なぜかというと、雪が降った朝には、はしゃいで、一番に家を飛び出していくからだ。
そうして、家の前の広い畑に行き、まっさらの新雪の上に、足跡をつけて回る。
めちゃくちゃに駆け回るから、足跡はなんの形にもならない。
「ねえ、おばちゃん、ちゃんと、こんなふうに歩いてよ」
私は、おばちゃんに、まっすぐに歩いたらこんな形になるんだよと教えてやる。
なのに、おばちゃんは、私がきれいに足跡をつけたその上を、また目茶苦茶に歩くのだ。
だから、腹を立てる私は怒る。
「ちゃんと歩いてって、言ってるべ」
でも、叱ったすぐあとで、しまった、と反省する。
だって、おばちゃんは、もしかするとちゃんとまっすぐに歩けないかもしれないのだから。
今でいう、知的障害者なのだった。
じいちゃんとばあちゃんの末の子供だったおばちゃんは、それで、お嫁にも行けなかったのだ。

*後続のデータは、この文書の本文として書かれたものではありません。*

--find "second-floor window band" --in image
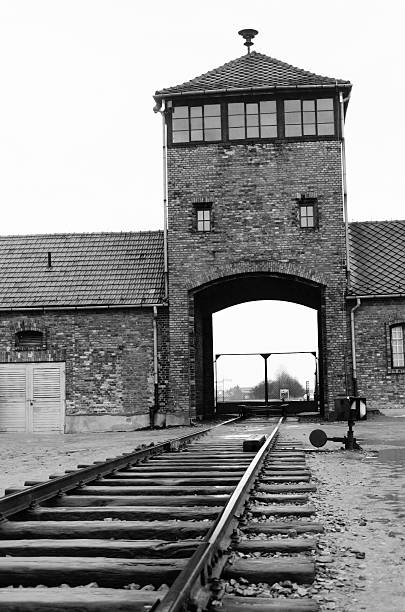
[172,104,222,143]
[284,98,335,137]
[228,100,277,140]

だから、私が生まれてからもずっと一緒に暮らしていたのだが、私が中学に入った頃には施設に入り、正月や盆のときにしか会えなくなった。
さらには私が上京し、結婚し、すっかり大人になってからは、数年に一度くらいしか顔を合わせることがなくなった。
先日、そのおばちゃんが死んだという報せが、兄から届いた。
じいちゃんやばあちゃんもとっくに死に、私の父母も旅立ち、もう兄しかおばちゃんのことを世話してくれる人はいなかった。
おばちゃんは、着る機会もなかった婚礼の時に着る着物を着させてもらい、微笑んでいたという。
棺のなかで、とてもきれいで穏やかな顔をしていたというおばちゃんは、雪が深い季節にいくなんて、やっぱり最後まで雪ん子だったんだね。
炬燵の端でみんなの話を聞きながらにこにこ笑い、いつもうなづいていたおばちゃんが、もしもここにいて、ミーナがこたつの端で寝ているのを見たら、きっとやっぱりにこにこして、眺めていただろうなあ。